Why is competing on a moot court team important?
"By participating in moot court, I felt that I was learning the skills of an actual lawyer. I did so much research and writing and became comfortable in advocating a position from both sides. Moot court made me a fierce competitor in law school and in the legal profession.”
UBalt School of Law student Adanna Smith, J.D. ‘19, who won Best Oral Advocate at the National Black Law Student Association’s Thurgood Marshall Moot Court Competition in March 2019.
Law students sometimes lament the lack of opportunities in the classroom to rigorously work on skills necessary to be great courtroom attorneys. Ask famous litigators, however, and many will tell you that they first began to hone their advocacy skills by participating in a moot court competition.
From first being exposed to the art of oral advocacy in the law school's first-year Introduction to Advocacy class to receiving instruction and guidance in participating in the Byron L. Warnken Competition, students can take advantage of building these skills in a supportive environment before they ever step into the courtroom for a live case.
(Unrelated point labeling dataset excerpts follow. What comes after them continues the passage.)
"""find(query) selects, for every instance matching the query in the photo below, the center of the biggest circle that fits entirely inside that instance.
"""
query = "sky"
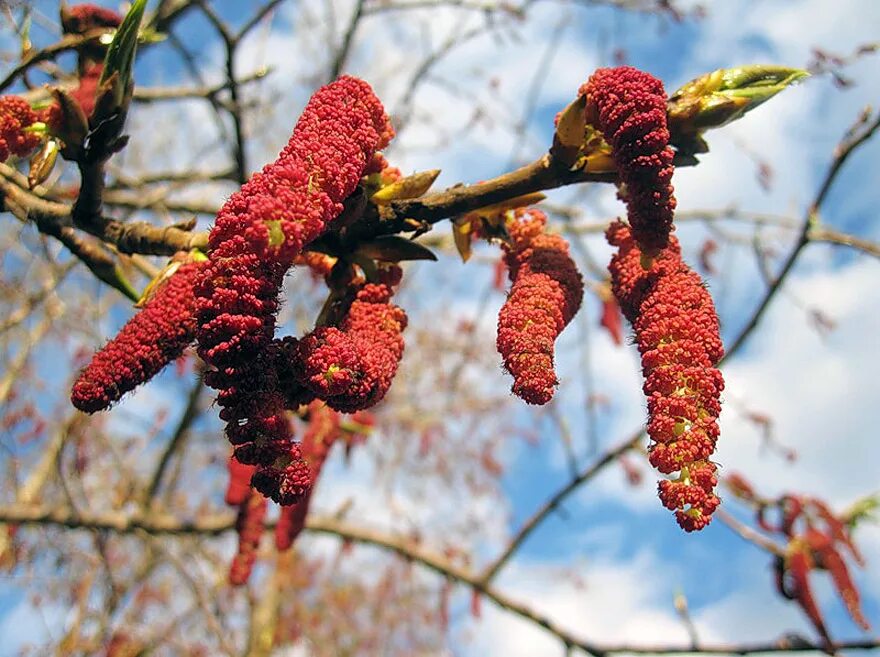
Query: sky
(820, 389)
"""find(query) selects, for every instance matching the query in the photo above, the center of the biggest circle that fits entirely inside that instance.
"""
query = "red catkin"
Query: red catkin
(249, 526)
(351, 367)
(677, 333)
(155, 336)
(546, 293)
(79, 19)
(15, 116)
(258, 233)
(322, 433)
(629, 107)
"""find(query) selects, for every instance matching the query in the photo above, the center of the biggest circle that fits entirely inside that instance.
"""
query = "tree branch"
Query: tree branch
(406, 548)
(841, 155)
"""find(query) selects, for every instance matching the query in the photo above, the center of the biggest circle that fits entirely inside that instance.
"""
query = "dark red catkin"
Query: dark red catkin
(628, 107)
(678, 335)
(156, 335)
(257, 235)
(249, 526)
(318, 439)
(351, 367)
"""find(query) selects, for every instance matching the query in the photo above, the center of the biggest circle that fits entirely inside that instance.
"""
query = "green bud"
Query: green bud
(120, 54)
(725, 95)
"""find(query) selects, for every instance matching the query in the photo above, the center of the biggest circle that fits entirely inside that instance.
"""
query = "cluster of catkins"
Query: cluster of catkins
(671, 311)
(229, 303)
(628, 107)
(323, 431)
(545, 294)
(258, 233)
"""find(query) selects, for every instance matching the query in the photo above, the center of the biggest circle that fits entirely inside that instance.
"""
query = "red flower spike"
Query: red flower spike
(351, 367)
(629, 107)
(249, 526)
(319, 438)
(611, 320)
(829, 558)
(677, 334)
(546, 293)
(155, 336)
(15, 116)
(258, 234)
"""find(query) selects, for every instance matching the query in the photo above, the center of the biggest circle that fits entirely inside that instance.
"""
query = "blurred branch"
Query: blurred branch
(859, 134)
(157, 94)
(406, 548)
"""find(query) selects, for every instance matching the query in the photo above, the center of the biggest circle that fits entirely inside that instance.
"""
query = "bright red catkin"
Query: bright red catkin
(15, 116)
(249, 526)
(629, 107)
(316, 444)
(79, 19)
(351, 367)
(156, 335)
(546, 293)
(258, 233)
(239, 486)
(677, 333)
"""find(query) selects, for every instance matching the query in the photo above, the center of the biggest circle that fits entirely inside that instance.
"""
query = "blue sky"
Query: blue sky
(821, 391)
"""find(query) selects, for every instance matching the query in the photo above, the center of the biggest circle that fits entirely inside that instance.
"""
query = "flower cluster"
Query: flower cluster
(677, 333)
(323, 430)
(155, 336)
(15, 116)
(257, 235)
(351, 367)
(249, 526)
(629, 107)
(546, 293)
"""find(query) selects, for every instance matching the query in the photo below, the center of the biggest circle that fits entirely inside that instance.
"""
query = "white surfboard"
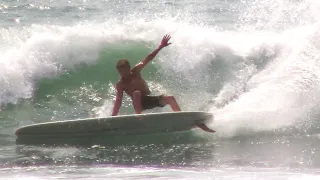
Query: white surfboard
(120, 125)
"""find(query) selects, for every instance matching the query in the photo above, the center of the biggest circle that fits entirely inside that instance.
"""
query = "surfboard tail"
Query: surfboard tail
(205, 127)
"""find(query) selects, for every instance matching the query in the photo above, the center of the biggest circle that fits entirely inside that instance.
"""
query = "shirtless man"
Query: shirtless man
(136, 87)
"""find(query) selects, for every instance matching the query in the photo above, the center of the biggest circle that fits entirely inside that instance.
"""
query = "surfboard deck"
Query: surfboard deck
(120, 125)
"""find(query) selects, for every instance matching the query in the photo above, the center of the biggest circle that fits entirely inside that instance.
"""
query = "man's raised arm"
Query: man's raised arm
(164, 43)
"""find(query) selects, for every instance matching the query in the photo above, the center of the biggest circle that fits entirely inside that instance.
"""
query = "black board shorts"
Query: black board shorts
(150, 102)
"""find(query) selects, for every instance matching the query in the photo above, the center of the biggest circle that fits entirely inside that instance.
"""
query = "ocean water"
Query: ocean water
(253, 64)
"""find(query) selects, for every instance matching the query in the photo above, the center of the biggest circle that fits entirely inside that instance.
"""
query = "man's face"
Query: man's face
(124, 71)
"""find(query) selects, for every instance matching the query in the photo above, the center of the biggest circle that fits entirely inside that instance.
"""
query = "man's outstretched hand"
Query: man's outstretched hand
(165, 41)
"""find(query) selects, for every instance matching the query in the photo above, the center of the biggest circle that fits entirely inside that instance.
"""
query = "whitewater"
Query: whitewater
(253, 64)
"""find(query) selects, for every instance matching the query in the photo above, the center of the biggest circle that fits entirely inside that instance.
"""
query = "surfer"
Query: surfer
(135, 86)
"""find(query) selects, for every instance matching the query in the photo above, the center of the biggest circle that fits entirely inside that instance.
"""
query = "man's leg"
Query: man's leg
(172, 102)
(136, 101)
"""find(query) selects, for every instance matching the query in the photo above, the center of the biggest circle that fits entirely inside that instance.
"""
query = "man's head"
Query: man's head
(123, 67)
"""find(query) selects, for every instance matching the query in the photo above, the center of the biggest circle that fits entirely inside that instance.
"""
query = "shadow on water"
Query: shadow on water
(159, 153)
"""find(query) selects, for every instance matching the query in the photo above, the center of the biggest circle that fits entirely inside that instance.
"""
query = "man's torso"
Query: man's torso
(135, 83)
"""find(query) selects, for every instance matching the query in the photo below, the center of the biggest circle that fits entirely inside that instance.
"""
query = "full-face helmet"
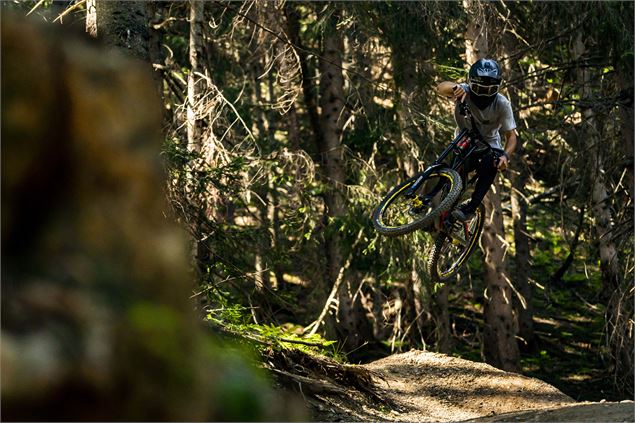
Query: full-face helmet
(485, 77)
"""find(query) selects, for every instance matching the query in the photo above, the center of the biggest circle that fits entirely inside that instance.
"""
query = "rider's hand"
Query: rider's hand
(458, 93)
(503, 162)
UBalt law students who participate in Moot Court competitions gain valuable experience and training in written and oral advocacy. By rigorously preparing and then attending a competition, law students also increase their marketability to potential legal employers. Even if you are not interested in becoming a courtroom attorney, the skills that you will be developing--legal analysis, research, writing and oral advocacy skills--are transferable to any job that a lawyer does!